House Republicans have voted 40 times to abolish Obamacare, despite the certainty that the Senate will reject such a bill.
That’s one reason this is the most detested Congress in the history of polling, which PPP reported this year is more unpopular than colonoscopies (by 58-31 percent) and root canals (65-32 percent).
Senate Republicans are part of the effort to delay, obstruct or sabotage, too, conducting some 420 filibusters since Obama took over, and currently manufacturing a debt ceiling crisis to shut down the government. The CBO estimates that such brinksmanship will cost 750,000 jobs this year, and 900,000 next year.
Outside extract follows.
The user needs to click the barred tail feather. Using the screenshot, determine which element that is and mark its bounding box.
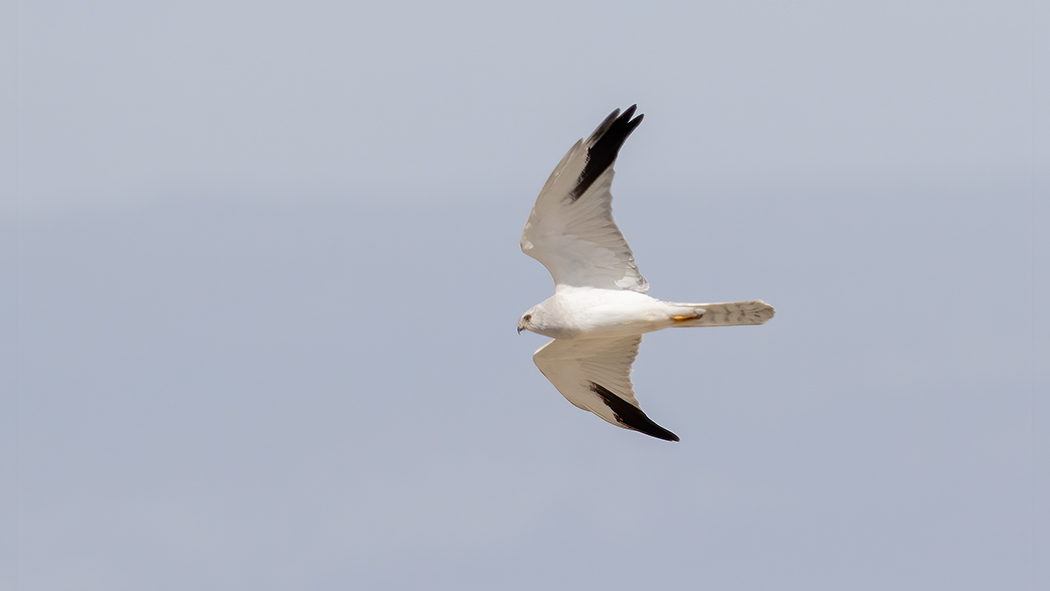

In the run-up to the last election, LA Times columnist Paul Whitefield wrote that that “What this country needs are laws to keep stupid people from voting.” Or serving in congress.
Former Sen. Roman Hruska (R-Neb.) once justified electing dimwits to Congress on the grounds that there are a lot mediocre people and they are entitled to representation, too.
Whitefield opined that anyone who still thinks Obama is a Muslim or was not born in America would not pass the blockhead test. (You know who you are.)
Whitefield may have been channeling the English philosopher John Stuart Mill: “Conservatives are not necessarily stupid, but most stupid people are conservatives. I believe that is so obviously and universally admitted a principle that I hardly think any gentleman will deny it.”
Even some Republicans share those sentiments. Gov. Bobby Jindal, for example, has referred to the Republican Party as the “stupid party,” and Sen. John McCain called some tea partiers “whacko birds.” That would make them the crazy wing of the stupid party. Nobel economist Paul Krugman recently agreed: “The madness of the GOP is the central issue of our time.”